Colson Whitehead – „Miedziaki” (fragment)

Nawet po śmierci chłopcy sprawiali problemy.
Tajny cmentarz znajdował się po północnej stronie Miedziaka, na pstrokatej parceli zarosłej dziką trawą, pomiędzy starym warsztatem a śmietniskiem. Pole służyło za pastwisko w czasach, gdy szkoła otworzyła mleczarnię, żeby sprzedawać miejscowej klienteli nabiał – jedno z przedsięwzięć stanu Floryda, aby ulżyć podatnikom w kosztach utrzymania zakładu poprawczego.

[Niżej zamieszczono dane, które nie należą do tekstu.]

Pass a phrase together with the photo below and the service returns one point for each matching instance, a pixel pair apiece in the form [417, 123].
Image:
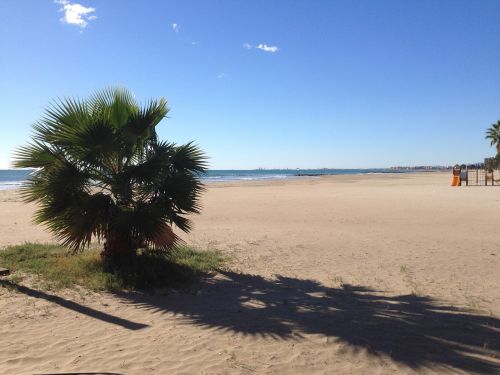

Deweloperzy budujący kompleks biurowy zagarnęli ten teren pod plac z restauracjami, czterema aranżacjami wodnymi i betonową
sceną na okazjonalne imprezy. Odkrycie zwłok stanowiło bardzo kosztowną komplikację dla zaangażowanej agencji nieruchomości, czekającej na zielone światło po analizie wpływu inwestycji na środowisko naturalne, oraz dla prokuratury, która niedawno umorzyła dochodzenie w sprawie domniemanego znęcania się nad podopiecznymi Miedziaka. Teraz należało wszcząć nowe śledztwo, ustalić tożsamość zmarłych i przyczynę ich śmierci. Nikt nie miał bladego pojęcia, kiedy teren zostanie wyrównany, oczyszczony, zgrabnie uwolniony od przeszłości, a tego zdaniem ogółu należało dokonać dawno temu.
Wszyscy chłopcy wiedzieli o tej cholernej parceli. Ale trzeba było dopiero studentki z Uniwersytetu Południowej Florydy, żeby dowiedział się świat, dziesiątki lat po tym, gdy pierwszego miedziaka zasznurowano w worku na kartofle i wrzucono do dołu.”